DG: I missed the gaming community that Living Greyhawk built. I used to travel quite a bit with The Regulators (our gaming group), and was fortunate enough to meet many wonderful people. LG gave people a reason to go to game days and conventions. When Living Forgotten Realms came out, there was no reason for players to go to conventions or game days to play. LFR could be run in your own basement. So lots of people started playing it like that, while others were less than enthusiastic about 4E D&D, and went to other games or stopped playing. So I wanted to create a reason for the gaming community to get together again, and become stronger. When gamers get together, for playing or any other reason, that can only be good for the gaming community, and the gaming industry.

GG: Describe what you feel are some of the pluses and minuses between living campaigns and home campaigns.

DG: Nothing beats a great home campaign, one with a long term commitment from DMs and players alike, with an organized and creative DM and players desiring to be a part of the story. Unfortunately, that happens rarely as life gets in the way. People move away, get married, have jobs, have kids, and that group that used to gather once a week religiously now is lucky to get together once a month. The living-style campaigns, such as Greyhawk Reborn, can make it much easier to play. You can show up when it is convenient for you, and you don't need to find other folks, the organizers do that work. It becomes a much easier way to play some D&D as life gets in the way. You can choose the commitment level that fits your current life situation.

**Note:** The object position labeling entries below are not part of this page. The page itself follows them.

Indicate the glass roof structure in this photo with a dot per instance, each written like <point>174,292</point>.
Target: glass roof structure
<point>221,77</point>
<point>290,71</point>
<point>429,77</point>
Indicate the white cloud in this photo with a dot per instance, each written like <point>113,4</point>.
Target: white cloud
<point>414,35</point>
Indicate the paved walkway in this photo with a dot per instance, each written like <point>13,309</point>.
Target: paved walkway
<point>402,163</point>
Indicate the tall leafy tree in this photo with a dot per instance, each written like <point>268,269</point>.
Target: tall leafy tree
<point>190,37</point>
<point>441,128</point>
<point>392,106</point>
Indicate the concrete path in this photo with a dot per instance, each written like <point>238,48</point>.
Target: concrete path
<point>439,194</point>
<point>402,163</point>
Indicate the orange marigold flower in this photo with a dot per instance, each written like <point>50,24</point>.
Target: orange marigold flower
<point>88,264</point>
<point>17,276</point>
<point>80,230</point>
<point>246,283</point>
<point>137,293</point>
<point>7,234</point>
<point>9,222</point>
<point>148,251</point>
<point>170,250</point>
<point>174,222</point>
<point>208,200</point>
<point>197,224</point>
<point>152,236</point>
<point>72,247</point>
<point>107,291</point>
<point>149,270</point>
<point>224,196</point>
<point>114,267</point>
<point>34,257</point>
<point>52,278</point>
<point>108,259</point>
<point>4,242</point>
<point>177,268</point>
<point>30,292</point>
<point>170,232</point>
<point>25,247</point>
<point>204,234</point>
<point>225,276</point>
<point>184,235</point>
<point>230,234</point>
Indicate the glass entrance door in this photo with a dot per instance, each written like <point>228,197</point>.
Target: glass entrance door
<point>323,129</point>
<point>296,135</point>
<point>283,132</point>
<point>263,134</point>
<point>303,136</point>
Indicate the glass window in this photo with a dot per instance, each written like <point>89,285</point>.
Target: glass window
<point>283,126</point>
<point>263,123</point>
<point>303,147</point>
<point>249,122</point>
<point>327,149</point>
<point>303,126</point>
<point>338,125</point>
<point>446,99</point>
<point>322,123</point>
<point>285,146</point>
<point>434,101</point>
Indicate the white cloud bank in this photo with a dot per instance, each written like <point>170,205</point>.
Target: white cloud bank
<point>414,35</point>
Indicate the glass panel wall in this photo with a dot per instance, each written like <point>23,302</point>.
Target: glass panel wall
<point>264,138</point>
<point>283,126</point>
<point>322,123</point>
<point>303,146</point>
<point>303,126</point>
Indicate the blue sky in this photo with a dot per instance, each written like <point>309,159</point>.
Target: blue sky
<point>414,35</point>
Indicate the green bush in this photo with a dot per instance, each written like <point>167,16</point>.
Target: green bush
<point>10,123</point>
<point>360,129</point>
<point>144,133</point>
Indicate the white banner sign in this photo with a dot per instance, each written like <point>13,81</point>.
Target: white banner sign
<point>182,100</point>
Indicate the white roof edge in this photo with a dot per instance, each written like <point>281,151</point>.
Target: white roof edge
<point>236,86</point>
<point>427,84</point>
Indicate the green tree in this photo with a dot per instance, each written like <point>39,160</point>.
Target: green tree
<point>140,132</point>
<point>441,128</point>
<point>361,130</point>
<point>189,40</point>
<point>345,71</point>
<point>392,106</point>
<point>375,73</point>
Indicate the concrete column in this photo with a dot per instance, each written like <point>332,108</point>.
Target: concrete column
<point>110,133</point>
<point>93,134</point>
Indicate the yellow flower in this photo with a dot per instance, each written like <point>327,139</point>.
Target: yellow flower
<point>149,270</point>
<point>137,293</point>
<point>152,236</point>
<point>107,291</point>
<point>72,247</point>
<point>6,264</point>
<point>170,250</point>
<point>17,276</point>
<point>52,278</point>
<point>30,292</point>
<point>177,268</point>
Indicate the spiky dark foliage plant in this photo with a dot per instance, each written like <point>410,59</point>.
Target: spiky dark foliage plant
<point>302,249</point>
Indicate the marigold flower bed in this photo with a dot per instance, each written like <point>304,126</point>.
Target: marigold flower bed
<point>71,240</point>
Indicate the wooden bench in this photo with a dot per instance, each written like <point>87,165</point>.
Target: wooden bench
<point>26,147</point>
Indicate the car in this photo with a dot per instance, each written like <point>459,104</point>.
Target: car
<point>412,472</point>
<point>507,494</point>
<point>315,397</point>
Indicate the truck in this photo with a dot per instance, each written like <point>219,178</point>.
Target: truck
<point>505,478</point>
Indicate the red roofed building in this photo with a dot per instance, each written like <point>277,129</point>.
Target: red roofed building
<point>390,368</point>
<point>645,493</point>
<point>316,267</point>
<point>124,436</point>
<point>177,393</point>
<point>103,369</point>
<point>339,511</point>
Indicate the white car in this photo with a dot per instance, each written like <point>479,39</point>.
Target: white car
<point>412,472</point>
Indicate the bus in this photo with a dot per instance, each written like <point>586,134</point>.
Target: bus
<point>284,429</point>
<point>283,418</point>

The other wonderful benefit of a living-style campaign is the wide variety of gamers that you meet. You find role-players, roll-players, and everything in between. You sit at tables with all kinds of DMs and players. You meet some many great people, many of whom will become friends. By getting into the Living Greyhawk, I met so many great players, great DMs and great people. They made me re-evaluate my gaming, and I became a better player, a better DM, and most importantly, a better person. That is the biggest plus I've found.

I guess about the only minus I can find is the amount of work we are putting into it, but we love what we are doing.

GG: Why Keoland?

DG: Very simple reasons, it was my home region in the Living Greyhawk campaign, and the region in which I spent 3+ years as a Triad member. It is most familiar to me, and the area in which I have the most knowledge and background.

GG: What sort of relationship, if any, does your organization have with Wizards of the Coast?

DG: None, really. They are aware of what we are doing. I felt it proper and professional to communicate our intentions to their organized play manager, especially as we were using the D&D Next playtest rules, which required an agreement with WotC. With the DMs writing and running their own adventures, we are not violating any intellectual property of WotC, simply running the game the way it is meant to be played. The DM creates their stories and adventures, and then runs them for the players. The GHR campaign staff simply manages and organizes the campaign, so that there is game balance, and a fairness and consistency to the campaign. If we continue to grow and expand, who knows what the future can hold for GHR.

GG: Where do you see Greyhawk Reborn in ten years?

DG: I'd love to see Greyhawk Reborn as a thriving, exciting living campaign option for players and authors alike. I'd love to see it become a viable play opportunity to stand alongside other living-style campaigns of the future. Our plan is to slowly spiderweb outward, expanding into new areas. We'd love to find a handful of creative people in an area and work with them to develop an area of Greyhawk, creating exciting and integrated stories and plots that fit within the world of GHR, creating adventures and other play opportunities at conventions and game days for gamers in their local areas. I'd love to see this spiderweb network continue to spread. I really think the more localized, grass roots campaign of Greyhawk Reborn can really provide much better play opportunities for our gamers than a "top down" management style.